Note: Routine migrations are now handled automatically during Helm deployments. See Database Migrations for details. This guide is for manual access when needed (debugging, emergency fixes, Prisma Studio).
This guide walks through connecting to the remote PostgreSQL RDS instance in the dev environment to run Prisma migrations and queries.
- AWS CLI v2 with SSO configured for the
lfx-dev-poweruserprofile - kubectl installed
- Kubeconfig for the dev EKS cluster saved at
~/.kube/dev-lfx-v2
If you don't have the kubeconfig file, ask the platform team for access to the lfx-v2 EKS cluster in us-west-2 (account 788942260905).
aws sso login --profile lfx-dev-poweruserThis opens your browser to complete the SSO flow. Once authenticated, your session is valid for the duration configured by your org (typically 8-12 hours).
Point kubectl to the dev cluster:
export KUBECONFIG=~/.kube/dev-lfx-v2Verify you can reach the cluster:
kubectl get namespacesYou should see namespaces like lfx, ui, argocd, etc.
The lfx namespace has an rds-proxy pod that bridges to the RDS instance.
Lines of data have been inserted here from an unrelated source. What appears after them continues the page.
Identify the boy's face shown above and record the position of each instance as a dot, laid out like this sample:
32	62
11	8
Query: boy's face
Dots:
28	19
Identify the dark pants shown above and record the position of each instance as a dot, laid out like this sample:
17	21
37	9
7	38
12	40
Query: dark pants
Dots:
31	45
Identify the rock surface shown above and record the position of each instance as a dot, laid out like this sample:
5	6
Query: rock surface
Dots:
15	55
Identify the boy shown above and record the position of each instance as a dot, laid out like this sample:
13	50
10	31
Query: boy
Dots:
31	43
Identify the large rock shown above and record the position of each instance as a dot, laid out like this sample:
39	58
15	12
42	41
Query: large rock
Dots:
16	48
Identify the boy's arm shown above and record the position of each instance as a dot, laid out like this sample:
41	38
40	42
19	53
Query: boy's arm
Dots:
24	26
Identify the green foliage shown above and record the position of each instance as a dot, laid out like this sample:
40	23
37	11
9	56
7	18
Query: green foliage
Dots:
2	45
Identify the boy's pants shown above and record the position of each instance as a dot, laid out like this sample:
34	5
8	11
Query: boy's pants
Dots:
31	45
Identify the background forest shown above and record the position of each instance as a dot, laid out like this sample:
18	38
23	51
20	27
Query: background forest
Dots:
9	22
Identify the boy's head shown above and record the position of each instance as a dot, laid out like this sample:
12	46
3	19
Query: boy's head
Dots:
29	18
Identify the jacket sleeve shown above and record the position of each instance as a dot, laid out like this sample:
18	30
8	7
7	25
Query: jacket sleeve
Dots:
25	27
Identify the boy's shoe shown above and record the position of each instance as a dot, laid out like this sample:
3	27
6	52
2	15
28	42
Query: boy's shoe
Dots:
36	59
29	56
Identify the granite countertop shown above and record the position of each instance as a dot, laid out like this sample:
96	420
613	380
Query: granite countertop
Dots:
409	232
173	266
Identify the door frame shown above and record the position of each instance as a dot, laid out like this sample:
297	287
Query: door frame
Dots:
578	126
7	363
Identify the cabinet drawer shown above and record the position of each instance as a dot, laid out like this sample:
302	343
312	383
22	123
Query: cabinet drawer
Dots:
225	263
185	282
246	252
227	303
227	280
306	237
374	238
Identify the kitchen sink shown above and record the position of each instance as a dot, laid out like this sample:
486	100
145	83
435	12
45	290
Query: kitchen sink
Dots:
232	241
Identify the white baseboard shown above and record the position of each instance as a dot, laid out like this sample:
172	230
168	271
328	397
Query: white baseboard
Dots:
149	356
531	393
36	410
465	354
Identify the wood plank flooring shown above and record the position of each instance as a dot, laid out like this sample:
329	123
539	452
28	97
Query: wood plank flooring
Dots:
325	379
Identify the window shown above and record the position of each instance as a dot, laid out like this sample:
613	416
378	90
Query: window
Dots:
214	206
Forward its PostgreSQL port to your local machine:
kubectl port-forward -n lfx deployment/rds-proxy 5433:5432Note: We use port
5433locally to avoid conflicting with a local PostgreSQL on5432.
Leave this running in a dedicated terminal tab.
In apps/lfx-changelog/.env, swap the DATABASE_URL to point at the tunnel:
# Comment out the local DB
# DATABASE_URL="postgresql://changelog:changelog_dev@localhost:5432/lfx_changelog?schema=public"
# Use the remote RDS via tunnel
DATABASE_URL="postgresql://changelog:<PASSWORD>@localhost:5433/changelog?schema=public&sslmode=require"The RDS credentials are stored in AWS Secrets Manager:
aws secretsmanager get-secret-value \
--profile lfx-dev-poweruser \
--region us-west-2 \
--secret-id '/cloudops/rds-managed/lfx-v2/changelog' \
--query 'SecretString' \
--output textImportant: The password may contain special characters that must be percent-encoded for use in a URL connection string. Use a URL encoder or Node.js encodeURIComponent() to encode the password before placing it in the DATABASE_URL.
With the tunnel active and DATABASE_URL pointing at it, run Prisma from the app directory:
cd apps/lfx-changelog
# Check migration status
yarn prisma migrate status
# Apply pending migrations
yarn prisma migrate deploy
# Open Prisma Studio to browse data
yarn prisma studioWarning:
migrate deployapplies migrations to the remote database. Double-check you're targeting the correct environment before running.
When you're done:
- Restore your
.envback to the local database URL - Stop the port forward with
Ctrl+Cin the terminal running it
| Local (Docker) | Remote (RDS) | |
|---|---|---|
| Host | localhost:5432 |
localhost:5433 (via tunnel) |
| Database name | lfx_changelog |
changelog |
| SSL | Not required | Required (sslmode=require) |
| Credentials | changelog / changelog_dev |
From AWS Secrets Manager |
The RDS requires SSL. Add &sslmode=require to your DATABASE_URL.
The port forward likely dropped. Restart it with the kubectl port-forward command from step 3.
Re-run aws sso login --profile lfx-dev-poweruser.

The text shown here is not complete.